An unexpected problem is a high potential radiation risk for people involved in experiments or regular work in the vicinity of the underground reactor for coal gasification UCG. This issue must be taken into consideration in the future, despite the fact that this problem was never pointed out earlier.

According to Polish regulations, there is no radiation hazard in the mine (gallery) if the PAEC concentration is below 0.5 μJ·m⁻³. It can be seen that every year (except 2019), the monitoring results were above that value at a horizon of −30 m. It means that the crew members working there 1800 h per year could receive a dose exceeding 1 mSv·y⁻¹. Moreover, when the PAEC exceeds 2.5 μJ·m⁻³, the annual dose might be higher than 6 mSv, and such a place should be treated as a controlled class A area; therefore, personal dosimetry must be applied for the permanent staff there. There is no permanent staff in this gallery, although a potential risk for miners exists.

Preliminary data from previous investigations confirmed that until now, no correlation between parent radionuclides concentrations in the strata (²²⁶Ra and ²²⁸Ra) and exhalation rates from galleries’ walls was found. Moreover, no connections between exhalation rates and atmospheric pressure or temperature in the galleries were observed.

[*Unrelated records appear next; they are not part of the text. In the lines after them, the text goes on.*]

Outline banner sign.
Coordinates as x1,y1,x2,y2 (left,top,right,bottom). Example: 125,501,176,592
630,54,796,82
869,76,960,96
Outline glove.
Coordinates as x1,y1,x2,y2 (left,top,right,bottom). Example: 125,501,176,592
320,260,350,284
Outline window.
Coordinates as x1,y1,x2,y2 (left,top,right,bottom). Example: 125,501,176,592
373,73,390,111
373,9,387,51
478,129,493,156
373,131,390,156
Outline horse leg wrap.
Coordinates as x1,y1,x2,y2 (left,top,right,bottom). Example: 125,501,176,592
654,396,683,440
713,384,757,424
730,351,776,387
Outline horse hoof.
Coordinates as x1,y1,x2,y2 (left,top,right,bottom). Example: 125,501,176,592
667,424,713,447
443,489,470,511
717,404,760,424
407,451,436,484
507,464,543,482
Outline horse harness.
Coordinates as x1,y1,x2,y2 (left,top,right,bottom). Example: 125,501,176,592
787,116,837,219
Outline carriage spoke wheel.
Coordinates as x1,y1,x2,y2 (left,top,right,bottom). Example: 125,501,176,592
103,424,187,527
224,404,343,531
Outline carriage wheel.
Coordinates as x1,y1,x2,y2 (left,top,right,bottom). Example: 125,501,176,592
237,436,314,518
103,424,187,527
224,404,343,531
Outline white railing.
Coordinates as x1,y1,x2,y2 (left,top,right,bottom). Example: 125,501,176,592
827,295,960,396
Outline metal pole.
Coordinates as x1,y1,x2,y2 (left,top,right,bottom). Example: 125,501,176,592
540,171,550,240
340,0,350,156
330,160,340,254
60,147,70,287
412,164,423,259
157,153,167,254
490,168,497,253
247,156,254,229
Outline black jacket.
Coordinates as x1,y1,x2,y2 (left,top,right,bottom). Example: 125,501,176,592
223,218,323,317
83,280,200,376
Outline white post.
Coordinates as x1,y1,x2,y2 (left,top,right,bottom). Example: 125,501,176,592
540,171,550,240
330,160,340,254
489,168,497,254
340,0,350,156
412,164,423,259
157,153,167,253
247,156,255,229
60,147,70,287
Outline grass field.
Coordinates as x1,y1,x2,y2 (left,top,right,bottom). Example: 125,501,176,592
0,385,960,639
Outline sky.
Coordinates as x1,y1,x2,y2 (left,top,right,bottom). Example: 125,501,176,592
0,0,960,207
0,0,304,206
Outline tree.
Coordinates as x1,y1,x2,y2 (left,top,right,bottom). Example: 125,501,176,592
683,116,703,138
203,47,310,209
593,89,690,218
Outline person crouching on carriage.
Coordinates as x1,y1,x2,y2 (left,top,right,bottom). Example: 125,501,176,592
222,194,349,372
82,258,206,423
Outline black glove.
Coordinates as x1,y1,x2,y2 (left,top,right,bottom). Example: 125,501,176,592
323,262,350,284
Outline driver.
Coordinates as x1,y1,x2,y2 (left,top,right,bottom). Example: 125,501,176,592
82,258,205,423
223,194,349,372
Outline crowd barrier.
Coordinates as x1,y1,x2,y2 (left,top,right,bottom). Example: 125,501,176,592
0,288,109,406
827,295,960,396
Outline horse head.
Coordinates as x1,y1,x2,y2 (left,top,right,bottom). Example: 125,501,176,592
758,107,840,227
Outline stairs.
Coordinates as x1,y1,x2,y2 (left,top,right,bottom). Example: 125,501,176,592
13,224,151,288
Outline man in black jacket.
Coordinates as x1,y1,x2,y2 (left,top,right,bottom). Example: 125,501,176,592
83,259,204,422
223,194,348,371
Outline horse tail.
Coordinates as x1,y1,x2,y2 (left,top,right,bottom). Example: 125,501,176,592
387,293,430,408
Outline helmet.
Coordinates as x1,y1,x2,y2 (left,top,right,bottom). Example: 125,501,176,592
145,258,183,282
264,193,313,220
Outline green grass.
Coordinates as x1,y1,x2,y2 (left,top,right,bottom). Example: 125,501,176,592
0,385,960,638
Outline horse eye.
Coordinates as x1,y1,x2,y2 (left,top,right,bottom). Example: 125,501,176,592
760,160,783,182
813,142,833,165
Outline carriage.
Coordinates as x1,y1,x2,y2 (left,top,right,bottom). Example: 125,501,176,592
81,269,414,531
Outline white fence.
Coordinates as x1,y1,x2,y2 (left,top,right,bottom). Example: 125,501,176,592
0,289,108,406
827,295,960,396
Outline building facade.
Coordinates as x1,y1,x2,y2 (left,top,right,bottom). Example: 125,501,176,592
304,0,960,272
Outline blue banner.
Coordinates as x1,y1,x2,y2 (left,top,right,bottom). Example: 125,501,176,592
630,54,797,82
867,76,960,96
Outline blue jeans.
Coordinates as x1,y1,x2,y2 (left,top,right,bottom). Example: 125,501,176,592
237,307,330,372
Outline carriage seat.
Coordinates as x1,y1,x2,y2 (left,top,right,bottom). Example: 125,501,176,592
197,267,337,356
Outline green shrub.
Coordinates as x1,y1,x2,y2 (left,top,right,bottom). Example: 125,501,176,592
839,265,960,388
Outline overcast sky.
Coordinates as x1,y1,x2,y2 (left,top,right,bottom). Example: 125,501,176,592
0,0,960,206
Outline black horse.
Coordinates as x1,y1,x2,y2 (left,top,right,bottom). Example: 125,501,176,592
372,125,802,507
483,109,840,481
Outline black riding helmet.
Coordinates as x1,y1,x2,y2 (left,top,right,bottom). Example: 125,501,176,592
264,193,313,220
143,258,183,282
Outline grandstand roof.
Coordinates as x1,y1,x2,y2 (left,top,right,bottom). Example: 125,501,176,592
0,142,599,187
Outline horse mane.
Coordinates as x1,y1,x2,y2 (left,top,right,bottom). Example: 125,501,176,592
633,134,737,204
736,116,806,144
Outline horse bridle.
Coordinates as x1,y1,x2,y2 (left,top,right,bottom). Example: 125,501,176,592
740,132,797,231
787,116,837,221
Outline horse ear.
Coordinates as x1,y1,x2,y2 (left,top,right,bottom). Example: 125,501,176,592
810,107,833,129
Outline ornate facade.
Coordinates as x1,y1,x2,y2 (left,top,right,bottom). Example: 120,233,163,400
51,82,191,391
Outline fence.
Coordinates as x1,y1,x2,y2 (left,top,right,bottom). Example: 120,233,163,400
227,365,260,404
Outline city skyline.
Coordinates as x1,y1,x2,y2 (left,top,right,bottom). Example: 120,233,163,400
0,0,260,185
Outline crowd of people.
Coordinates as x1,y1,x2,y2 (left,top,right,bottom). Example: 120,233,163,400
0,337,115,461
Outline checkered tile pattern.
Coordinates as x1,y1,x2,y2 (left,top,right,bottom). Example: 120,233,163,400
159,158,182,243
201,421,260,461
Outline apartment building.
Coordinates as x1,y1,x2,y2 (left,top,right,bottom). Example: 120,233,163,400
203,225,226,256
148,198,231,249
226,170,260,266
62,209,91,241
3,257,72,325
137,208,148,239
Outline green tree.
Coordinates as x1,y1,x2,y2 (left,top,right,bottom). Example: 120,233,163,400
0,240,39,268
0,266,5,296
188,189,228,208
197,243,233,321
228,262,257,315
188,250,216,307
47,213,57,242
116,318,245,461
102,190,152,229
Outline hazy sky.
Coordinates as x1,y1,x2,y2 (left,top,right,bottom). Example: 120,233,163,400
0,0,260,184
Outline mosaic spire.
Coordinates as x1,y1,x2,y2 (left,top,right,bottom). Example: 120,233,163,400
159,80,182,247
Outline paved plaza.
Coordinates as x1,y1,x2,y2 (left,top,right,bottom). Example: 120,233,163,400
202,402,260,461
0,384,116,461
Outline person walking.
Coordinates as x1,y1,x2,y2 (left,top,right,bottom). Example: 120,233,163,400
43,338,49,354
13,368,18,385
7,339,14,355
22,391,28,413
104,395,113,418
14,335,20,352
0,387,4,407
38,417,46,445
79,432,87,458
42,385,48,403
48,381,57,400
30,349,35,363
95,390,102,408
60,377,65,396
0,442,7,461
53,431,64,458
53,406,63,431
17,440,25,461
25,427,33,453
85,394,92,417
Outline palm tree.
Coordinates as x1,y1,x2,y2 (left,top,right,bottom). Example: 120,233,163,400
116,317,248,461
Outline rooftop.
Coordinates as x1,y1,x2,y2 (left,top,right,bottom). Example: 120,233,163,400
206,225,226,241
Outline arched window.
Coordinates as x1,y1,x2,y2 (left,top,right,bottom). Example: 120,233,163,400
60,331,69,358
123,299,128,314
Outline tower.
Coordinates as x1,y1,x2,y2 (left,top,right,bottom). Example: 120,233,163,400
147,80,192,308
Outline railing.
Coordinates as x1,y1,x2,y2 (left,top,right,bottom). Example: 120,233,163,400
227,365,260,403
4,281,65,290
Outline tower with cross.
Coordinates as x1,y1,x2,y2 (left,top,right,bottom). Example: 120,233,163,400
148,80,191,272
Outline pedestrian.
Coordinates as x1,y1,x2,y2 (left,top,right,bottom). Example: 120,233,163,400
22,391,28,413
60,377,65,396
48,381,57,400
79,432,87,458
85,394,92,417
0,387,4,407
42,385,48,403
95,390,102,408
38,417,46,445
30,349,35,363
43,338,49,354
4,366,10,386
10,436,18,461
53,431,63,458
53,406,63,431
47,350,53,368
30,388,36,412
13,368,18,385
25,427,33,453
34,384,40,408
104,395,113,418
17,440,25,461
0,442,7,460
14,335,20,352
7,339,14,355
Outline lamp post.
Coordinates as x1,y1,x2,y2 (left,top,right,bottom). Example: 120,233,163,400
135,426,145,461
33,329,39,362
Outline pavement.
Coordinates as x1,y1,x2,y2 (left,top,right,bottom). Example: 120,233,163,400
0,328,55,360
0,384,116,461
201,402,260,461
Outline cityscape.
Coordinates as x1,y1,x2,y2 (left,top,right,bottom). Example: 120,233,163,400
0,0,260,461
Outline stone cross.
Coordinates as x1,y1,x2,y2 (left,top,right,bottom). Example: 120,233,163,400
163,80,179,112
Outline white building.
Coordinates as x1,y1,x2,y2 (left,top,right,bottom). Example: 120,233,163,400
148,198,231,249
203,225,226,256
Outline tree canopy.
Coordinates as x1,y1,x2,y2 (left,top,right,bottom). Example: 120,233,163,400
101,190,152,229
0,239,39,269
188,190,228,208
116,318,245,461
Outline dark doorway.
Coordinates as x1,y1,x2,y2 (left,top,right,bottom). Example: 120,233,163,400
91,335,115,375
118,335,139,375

It has been preliminarily stated that significant changes were observed in a correlation with water pumping from the strata, conducted for the dewatering of the mine. This means that the main source of radon was most likely the strata damaged during coal gasification experiments. However, it will be necessary to conduct more experiments in this place and nearby to find any relationship between these facts.